ABSTRACT
Most maternal and newborn deaths in low-income countries, including Rwanda, are attributable to preventable causes. Timely access to Basic Emergency Obstetric and Newborn Care (BEmONC) guidelines to support clinical decisions could lead to better obstetric care thus reduction of maternal and newborn deaths. Besides, innovative methods such as the usage and reference to healthcare guidelines using mobile devices (mhealth) may support clinical decision making. However, there is little evidence about mhealth that focuses on the clinical decision support process. This proposal aims to investigate the effect of the Safe Delivery mhealth Application(SDA) on nurses’ and midwives’ clinical decision making, so as to inform mhealth interventions for work in specific contexts. The study adopts a quasi-experimental design. Convergent parallel mixed – methods will be used to collect, analyze and interpret data.

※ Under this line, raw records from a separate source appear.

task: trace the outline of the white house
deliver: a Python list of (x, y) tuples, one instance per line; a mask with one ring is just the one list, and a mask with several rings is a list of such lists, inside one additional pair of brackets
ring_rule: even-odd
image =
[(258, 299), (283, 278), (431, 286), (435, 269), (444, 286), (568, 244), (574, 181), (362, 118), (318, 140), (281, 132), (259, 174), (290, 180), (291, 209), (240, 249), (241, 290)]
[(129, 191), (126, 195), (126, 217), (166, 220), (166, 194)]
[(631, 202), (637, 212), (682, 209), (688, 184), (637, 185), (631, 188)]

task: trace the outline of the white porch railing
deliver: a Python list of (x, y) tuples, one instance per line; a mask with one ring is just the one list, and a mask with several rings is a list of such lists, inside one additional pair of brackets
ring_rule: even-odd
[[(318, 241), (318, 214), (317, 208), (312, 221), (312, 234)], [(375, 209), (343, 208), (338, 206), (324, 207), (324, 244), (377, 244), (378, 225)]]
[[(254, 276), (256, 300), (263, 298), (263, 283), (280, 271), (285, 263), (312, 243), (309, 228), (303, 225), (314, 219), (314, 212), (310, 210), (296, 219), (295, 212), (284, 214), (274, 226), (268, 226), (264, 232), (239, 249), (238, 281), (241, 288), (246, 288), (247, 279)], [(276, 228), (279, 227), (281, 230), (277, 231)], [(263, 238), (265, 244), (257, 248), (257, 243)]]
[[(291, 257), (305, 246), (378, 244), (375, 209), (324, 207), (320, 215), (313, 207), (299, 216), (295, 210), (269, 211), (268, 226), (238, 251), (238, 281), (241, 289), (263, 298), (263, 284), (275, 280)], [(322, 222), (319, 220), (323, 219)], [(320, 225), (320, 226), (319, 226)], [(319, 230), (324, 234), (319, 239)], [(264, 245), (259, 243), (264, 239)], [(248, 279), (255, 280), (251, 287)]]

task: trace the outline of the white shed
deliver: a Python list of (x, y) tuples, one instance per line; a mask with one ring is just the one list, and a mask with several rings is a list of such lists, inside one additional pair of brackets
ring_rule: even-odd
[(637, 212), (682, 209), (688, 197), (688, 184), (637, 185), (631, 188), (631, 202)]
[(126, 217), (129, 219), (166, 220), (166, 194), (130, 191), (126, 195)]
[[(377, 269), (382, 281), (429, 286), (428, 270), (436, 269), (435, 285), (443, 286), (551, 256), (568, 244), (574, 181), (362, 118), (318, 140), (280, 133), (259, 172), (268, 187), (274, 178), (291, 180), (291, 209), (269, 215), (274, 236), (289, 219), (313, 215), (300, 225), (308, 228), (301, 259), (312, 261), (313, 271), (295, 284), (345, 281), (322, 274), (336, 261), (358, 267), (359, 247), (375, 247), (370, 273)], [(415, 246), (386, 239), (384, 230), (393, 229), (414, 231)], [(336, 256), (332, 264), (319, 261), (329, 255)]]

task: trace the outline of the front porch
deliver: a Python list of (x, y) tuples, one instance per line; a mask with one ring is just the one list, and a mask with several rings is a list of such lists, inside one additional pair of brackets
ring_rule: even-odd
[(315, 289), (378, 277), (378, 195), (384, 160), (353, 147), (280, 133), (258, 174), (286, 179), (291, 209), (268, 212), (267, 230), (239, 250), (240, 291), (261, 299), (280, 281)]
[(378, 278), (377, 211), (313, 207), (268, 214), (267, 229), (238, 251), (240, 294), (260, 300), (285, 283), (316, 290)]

A pre-intervention assessment of the BEmONC outcomes: Apgar score and PPH progressions, and related knowledge, skills, and perceptions of nurses and midwives will be conducted. The intervention will take place in two district hospitals in Rwanda and entails the implementation of the SDA for six months. Six months’ post-intervention, the effect of the SDA on BEmONC outcomes and the nurses’ and midwives’ knowledge and skills will be evaluated.
Abbreviations
BEmONC | = | Basic Emergency Obstetric and Newborn Care |
mhealth | = | Mobile Health |
SDA | = | Safe Delivery mhealth Application |
PPH | = | Post-Partum Hemorrhage |
NR | = | Neonatal Resuscitation |
MNCH | = | Maternal Newborn and Child Health |
WHO | = | World Health Organisation |
UNICEF | = | United Nations International Children’s Emergency Fund |
UNFPA | = | United Nations Population Fund |
LMICs | = | Low- and middle-income countries |
ICT | = | Information, communication, technology |
SAQs | = | Self-Administered questionnaires |
FGD | = | Focus Group Discussion |
KII | = | Key Informant Interview |
Acknowledgments
We would like to thank the Consortium for Advanced Research and Training (CARTA), The Ministry of Health, Rwanda and The Maternity Foundation.
Authors’ contributions
AN, DNC, MN and LI were involved in the conception and design of the study. AN drafted the manuscript. DNC, MN, and LI reviewed the manuscript. All authors read and approved the final manuscript.
Availability of data and materials
This article is a research proposal. The dataset generated for some of the phases of the study has not been analysed but will be made available from the corresponding author on reasonable request.
Consent for publication
Not applicable.
Disclosure of interest
The authors report no conflict of interest.
Ethics approval and consent to participate
This study has been approved by the Human Research Ethics Committee of the University of the Witwatersrand (M190258) and the University of Rwanda, College of Medicine and Health Sciences’ Institutional Review Board (No.377/CMHS IRB/2018). Permission has been granted by the hospitals. Written, informed consent will be obtained from all the participants.